Hate speech – a tool in the hands of weak

Well know Lithuanian television journalist and film-maker Audrius Lelkaitis thinks media should take part of responsibility for spreading stereotypes about vulnerable groups of society. He says it is very important to work with journalist on their prejudices and try to change their attitude. ‘But it is not easy,’ Lelkaitis admits.

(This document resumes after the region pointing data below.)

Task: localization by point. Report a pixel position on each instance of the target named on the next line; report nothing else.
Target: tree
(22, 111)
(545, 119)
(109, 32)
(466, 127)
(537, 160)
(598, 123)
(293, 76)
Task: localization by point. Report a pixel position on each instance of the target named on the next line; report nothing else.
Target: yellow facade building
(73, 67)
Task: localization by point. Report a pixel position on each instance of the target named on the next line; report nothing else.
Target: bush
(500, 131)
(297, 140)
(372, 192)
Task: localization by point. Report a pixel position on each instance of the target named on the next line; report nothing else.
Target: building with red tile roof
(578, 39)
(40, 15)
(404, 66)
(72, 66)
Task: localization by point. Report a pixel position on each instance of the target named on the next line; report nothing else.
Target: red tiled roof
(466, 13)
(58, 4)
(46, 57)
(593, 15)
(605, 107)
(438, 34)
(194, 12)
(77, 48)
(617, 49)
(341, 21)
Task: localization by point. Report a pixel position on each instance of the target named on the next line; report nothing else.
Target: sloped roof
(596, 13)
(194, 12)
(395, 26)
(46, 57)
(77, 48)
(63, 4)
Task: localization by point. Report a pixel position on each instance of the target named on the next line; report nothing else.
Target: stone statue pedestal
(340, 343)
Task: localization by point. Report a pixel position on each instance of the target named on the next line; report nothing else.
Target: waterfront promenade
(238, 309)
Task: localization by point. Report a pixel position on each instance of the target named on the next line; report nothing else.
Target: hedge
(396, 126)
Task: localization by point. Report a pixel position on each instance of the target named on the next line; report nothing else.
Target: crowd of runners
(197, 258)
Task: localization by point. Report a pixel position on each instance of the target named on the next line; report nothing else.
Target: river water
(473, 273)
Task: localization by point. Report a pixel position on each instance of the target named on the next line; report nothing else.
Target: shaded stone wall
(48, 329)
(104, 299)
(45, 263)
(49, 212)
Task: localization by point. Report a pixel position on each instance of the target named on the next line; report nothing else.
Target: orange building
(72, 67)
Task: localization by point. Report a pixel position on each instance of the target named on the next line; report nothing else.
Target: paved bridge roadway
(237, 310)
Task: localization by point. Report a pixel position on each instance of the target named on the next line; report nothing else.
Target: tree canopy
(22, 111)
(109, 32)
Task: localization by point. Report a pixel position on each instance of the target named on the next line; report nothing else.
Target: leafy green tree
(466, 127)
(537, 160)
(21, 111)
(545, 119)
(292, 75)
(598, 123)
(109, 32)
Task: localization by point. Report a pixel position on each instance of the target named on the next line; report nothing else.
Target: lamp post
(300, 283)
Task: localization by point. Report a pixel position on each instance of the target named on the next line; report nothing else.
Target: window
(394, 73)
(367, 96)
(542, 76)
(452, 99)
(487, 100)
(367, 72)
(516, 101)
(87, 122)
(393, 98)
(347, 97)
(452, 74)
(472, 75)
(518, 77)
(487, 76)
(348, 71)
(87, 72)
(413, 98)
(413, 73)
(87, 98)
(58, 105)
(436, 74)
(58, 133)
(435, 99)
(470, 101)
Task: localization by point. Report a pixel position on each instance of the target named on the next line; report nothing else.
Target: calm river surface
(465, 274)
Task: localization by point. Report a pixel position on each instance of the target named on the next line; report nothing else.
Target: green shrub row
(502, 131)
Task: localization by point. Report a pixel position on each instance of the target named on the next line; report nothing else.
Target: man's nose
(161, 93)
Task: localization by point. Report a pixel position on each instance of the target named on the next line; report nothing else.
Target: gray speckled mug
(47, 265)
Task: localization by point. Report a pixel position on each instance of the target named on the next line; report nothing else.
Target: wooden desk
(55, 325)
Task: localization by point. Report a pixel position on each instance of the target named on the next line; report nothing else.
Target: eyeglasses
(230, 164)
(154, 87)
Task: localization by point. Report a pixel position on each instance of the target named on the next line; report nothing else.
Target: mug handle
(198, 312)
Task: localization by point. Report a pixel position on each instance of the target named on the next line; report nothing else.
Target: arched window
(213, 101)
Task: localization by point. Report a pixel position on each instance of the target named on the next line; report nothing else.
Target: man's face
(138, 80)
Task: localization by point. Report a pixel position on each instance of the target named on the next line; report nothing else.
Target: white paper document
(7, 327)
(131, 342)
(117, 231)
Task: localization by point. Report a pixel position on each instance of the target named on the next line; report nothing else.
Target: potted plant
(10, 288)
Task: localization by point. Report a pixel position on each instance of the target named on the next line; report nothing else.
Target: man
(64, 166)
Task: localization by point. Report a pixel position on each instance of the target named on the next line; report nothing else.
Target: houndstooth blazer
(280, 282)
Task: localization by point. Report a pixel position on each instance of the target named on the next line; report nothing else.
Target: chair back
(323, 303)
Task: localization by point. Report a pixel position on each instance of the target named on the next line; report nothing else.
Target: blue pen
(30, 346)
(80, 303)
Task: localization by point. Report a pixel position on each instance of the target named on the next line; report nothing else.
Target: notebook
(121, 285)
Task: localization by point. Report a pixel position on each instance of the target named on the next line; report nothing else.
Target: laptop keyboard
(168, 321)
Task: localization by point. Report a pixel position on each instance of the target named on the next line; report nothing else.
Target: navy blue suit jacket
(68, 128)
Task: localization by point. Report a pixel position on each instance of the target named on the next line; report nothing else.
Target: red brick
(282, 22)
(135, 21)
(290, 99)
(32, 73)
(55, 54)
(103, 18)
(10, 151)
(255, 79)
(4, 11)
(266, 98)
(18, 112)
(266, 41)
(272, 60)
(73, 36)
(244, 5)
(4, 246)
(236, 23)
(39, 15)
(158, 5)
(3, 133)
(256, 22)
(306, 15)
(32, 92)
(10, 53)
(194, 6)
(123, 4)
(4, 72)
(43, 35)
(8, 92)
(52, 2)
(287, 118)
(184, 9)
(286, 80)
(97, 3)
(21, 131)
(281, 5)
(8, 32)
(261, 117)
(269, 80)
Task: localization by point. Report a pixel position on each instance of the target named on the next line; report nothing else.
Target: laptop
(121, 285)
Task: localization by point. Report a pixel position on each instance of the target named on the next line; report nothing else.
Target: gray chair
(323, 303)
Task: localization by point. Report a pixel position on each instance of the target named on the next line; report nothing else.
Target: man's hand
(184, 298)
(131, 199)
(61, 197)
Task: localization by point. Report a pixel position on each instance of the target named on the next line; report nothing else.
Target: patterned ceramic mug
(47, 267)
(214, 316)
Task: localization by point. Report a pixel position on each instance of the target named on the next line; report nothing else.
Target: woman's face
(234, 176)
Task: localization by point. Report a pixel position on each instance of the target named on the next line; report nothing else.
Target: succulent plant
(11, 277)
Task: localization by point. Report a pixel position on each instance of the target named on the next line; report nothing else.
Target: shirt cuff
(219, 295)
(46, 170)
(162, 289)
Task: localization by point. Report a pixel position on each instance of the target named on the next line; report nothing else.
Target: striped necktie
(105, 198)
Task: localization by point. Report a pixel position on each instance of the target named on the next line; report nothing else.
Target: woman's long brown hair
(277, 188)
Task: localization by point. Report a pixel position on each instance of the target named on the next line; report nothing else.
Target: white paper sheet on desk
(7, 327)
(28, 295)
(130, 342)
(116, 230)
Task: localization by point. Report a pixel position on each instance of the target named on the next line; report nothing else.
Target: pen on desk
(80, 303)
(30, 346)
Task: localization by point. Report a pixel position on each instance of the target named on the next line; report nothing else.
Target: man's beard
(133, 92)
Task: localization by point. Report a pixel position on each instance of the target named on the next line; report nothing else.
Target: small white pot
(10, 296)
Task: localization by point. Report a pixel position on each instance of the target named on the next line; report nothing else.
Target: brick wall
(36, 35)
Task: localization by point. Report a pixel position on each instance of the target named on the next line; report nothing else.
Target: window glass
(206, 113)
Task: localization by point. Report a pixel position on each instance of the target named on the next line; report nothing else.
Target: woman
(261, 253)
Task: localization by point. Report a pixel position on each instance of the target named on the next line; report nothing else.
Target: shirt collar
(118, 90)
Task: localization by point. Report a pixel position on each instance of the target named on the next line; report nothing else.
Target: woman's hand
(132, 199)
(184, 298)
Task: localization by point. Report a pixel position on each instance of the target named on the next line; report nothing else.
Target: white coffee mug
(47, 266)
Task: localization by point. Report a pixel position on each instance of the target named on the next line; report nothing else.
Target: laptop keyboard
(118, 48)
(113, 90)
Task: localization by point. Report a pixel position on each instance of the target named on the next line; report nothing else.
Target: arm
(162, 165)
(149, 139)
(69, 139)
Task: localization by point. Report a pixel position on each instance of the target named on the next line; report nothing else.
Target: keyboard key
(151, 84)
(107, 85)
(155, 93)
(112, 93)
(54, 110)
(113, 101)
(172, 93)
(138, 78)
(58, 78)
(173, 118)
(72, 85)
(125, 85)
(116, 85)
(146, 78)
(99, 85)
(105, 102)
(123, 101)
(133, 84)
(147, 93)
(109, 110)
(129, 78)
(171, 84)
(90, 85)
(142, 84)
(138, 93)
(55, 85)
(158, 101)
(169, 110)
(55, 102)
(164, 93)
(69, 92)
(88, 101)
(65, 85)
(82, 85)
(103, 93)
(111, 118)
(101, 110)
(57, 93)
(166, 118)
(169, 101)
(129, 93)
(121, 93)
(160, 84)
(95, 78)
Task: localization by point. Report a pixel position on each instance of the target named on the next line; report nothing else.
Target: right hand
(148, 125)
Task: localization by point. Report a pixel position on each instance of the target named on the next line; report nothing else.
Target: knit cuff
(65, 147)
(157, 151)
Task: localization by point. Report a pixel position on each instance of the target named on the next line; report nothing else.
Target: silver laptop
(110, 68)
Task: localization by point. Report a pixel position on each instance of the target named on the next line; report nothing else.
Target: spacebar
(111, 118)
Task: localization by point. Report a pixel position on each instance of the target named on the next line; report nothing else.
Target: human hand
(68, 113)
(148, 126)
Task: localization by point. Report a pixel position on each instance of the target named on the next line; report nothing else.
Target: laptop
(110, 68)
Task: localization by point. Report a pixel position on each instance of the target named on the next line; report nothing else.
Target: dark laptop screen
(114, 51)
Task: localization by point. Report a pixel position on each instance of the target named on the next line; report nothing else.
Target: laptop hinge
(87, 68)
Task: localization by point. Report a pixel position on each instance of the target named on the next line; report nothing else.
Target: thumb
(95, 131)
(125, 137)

Media4change shares Lelkaitis’ thoughts on hate speech and stereotypes in media, as well as why journalism education matters.

Hate speech in journalism

Hate speech is the speech of weak people, I’d say. People, who use hate speech don’t want to think. And that is the problem. This is what we have to change. Usually, such situations are complicated and it‘s not easy to react. And it‘s much easier just to use stereotypes and say that all Roma people are lazy or all gay people are predators who try to seduce young people. I think many use hate speech as the easiest way out.

audrius-lelkaitis

The Lithuanian media, for example, is a money-producing machine basically. It‘s purely business. Our task, as media outlets representatives, is to earn money (for our employers). It‘s much easier to use lower standards in order to work in such environment. But you cannot just come into the newsroom and say to your fellow journalist: ‘From now on you will be the best journalist is this world.’ It doesn’t work like that, as people need time to change. The main goal is to change the mentality of journalist and it‘s a very difficult task.

Stereotypes in media

Media spreads stereotypes. Again, it‘s easier. For example, if we have a car accident, it‘s way easier to say: Ooh, it was the Roma guy.’ And then everybody thinks: ‘Oh, it‘s the Roma guy, who didn‘t know how to drive. They usually drive drunk.’ But, for instance, we don‘t mention that it was a Russian driver, because we have plenty of Russian drivers here, in Lithuania. So, again, it’s sloppy journalism. It‘s much easier just to use stereotypes.

There must be some written rules and those rules should be hanged on the wall in every newsroom. Everybody must know those rules. But it’s a question how to force people to apply those rules. Usually, it doesn’t work like that – you cannot just go and force people to do something, they have to choose it themselves. From my point of view, there is no other way to change people’s mentality.

Journalism education matters

Aleksandr Solzhenitsyn once said that the line between good and bad goes through everyone’s heart. Every journalist must decide whether he wants to produce a very balanced and good story or to produce crap. We have to talk with our fellow journalists and, by talking and discussing things with them, we might change their attitudes.

There are no mechanical solutions to this problem. Basically, it’s a propaganda thing. Christians have tried to change the mentality of people for hundreds of years. For some of us it is not easy to understand that we all are equal nowadays. We have to put a lot of effort. Journalists must feel the responsibility for their work and we just have to talk about those important issues with them over and over again.

Media is a tribune for everyone, even for those who spread hate speech

In my opinion, we always have to talk to them. They have their own thinking and they have their own motives. But we have to give them our hand first. Just by talking to such people you can get closer to their arguments. It‘s much easier to shut the door, but it doesn’t solve the problem. They have their own mentality and technology. Basically, our job is to listen to everyone.